Retard de la biochimie en France

Quand je suis arrivé en France, j’avais donc une formation sur cette méthode chromatographique que personne ne connaissait. Il faut bien dire que la chimie biologie ou la chimie des substances naturelles, étaient trés en retard dans ce pays. A l’époque, il n’y avait qu’une seule chaire de biochimie, celle de Gabriel Bertrand de l’Institut Pasteur dans laquelle il avait d’ailleurs succédé à l’illustre fondateur. Gabriel Bertrand était un grand professeur qui est mort à l’âge de 95 ans. Sa spécialité était d’analyser les traces de métaux dans la matière vivante. Il parlait d’oligo-éléments dont il disait que l’importance est fondamentale. Mais il s’agissait de chimie bio-inorganique comme on dirait aujourd’hui. En 1935, j’ai préparé des certificats de licence. Pour celui de biochimie, il a fallu que j’apprenne la quantité de cuivre dans les feuilles de plantes, de potassium dans l’escargot, etc... C’était délirant. En revanche, il n’y avait pas d’enzymologie, voire aucune analyse de constituants plus évolués que les traces de métaux. A l’époque, pour savoir quelle était la structure d’une substance, il fallait voir combien elle contenait de carbone, d’hydrogène, d’oxygène, d’azote, .... Aujourd’hui, on la met dans une machine, on fait de la RMN et on a pratiquement le résultat, c’est devenu un jeu d’enfant. Mais lorsque je suis arrivé, on brûlait encore deux cent milligrammes de substances dans de gros appareils qui dataient de Dumas (1850) pour isoler le carbone, l’hydrogène, etc. Dans ces conditions, comment faire de chimie des substances naturelles ? J’ai donc fait connaître la chromatographie lors d’une conférence à la Société de Chimie Industrielle en 1934, puis en 1939 à la Société Chimique de France. Je me souviens qu’un jour, alors que je présentais mes notes à Gabriel Bertrand, il me dit :" Lederer, vous publiez trop" et il avait raison. Mais j’avais le sentiment qu’il fallait que je publie beaucoup, pour m’enraciner, c’était le publish or perish avant la lettre, si vous voulez. Le successeur de Gabriel Bertrand fut Javillier et celui de Javillier, Eugène Aubel, qui était chef de service à l’Institut de Biologie Physico-chimique.

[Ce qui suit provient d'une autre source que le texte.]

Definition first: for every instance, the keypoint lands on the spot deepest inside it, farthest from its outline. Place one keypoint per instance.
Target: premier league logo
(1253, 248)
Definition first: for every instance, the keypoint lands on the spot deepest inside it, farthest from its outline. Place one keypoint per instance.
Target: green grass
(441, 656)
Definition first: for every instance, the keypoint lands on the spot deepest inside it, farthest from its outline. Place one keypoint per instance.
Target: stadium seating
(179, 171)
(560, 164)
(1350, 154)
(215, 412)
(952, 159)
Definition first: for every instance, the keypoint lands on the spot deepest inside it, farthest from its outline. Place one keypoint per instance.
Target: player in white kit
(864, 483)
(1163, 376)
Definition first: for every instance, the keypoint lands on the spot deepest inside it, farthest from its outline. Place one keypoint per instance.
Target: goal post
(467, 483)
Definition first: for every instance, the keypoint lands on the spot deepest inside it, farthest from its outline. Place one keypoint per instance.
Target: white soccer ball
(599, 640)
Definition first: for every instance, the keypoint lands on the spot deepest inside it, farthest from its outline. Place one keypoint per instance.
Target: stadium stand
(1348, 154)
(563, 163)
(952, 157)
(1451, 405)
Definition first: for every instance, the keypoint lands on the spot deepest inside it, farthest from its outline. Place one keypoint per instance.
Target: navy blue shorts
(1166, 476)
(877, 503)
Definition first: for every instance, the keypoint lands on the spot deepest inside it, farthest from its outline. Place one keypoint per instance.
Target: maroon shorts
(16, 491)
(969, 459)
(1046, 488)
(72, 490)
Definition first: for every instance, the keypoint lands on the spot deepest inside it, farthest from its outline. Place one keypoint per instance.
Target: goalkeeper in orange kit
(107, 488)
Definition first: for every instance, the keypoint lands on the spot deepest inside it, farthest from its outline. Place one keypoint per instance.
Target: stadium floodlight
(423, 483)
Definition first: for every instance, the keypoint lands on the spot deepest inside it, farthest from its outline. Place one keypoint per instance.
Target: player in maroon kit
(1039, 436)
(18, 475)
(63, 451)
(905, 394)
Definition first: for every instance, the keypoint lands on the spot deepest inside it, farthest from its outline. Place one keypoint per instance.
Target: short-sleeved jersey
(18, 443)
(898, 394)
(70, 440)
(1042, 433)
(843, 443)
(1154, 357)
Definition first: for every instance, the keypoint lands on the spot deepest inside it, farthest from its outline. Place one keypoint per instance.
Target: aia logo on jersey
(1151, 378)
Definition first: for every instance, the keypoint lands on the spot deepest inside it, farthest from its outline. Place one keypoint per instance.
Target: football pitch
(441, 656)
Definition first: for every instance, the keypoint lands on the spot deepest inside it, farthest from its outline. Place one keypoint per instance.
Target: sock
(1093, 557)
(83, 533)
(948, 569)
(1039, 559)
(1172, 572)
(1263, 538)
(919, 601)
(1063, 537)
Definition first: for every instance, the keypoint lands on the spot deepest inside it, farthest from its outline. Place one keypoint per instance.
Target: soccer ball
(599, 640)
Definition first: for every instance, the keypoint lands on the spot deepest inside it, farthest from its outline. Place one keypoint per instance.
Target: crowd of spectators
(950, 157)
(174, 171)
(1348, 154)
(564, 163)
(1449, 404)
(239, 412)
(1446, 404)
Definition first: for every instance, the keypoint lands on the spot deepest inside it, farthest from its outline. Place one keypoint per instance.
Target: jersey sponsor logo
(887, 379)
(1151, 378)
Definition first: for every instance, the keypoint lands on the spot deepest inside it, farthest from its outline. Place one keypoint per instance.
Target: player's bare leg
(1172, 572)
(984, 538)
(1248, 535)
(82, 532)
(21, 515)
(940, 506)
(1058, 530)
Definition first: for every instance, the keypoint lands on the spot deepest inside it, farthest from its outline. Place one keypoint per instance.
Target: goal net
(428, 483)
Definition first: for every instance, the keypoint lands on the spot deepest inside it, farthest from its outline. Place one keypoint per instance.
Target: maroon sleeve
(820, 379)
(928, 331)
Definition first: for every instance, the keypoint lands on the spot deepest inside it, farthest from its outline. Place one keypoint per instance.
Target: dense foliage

Quelles étaient, selon vous, les raisons de ce retard ?

Je dirais que c’est d’abord la faute des grandes écoles, ensuite de la primauté des mathématiques. Moi, j’ai été opprimé par les maths. Mon beau père était professeur de mathématiques, ma femme est diplomée d’études supérieures de mathématiques... Bref, dans ce pays les gens sont filtrés d’aprés leurs compétences en maths. Alors un pauvre chimiste ? il est noyé ! Remarquez que j’avais de bonnes notes en Autriche, mais par rapport à ce qu’on demandait ici, ça n’avait rien de comparable. Les mathématiques françaises sont toujours excellentes, les Français ont des médailles Fields dont on dit qu’elles sont l’équivalent du prix Nobel. Tout cela est bel et bon, mais c’est l’une des origines du problème vous évoquez. Voyez la classification des sciences d’Auguste Comte, d’abord les mathématiques, en-dessous la physique, ensuite la chimie et enfin la biologie, la dernière, la botanique, la zoologie,la classification des espèces. Mais évidemment cela a changé par la suite grâce à l’équipe aux pasteuriens par exemple (Monod, Lwoff et Jacob) qui ont directement participé au grand renouveau de la biochimie.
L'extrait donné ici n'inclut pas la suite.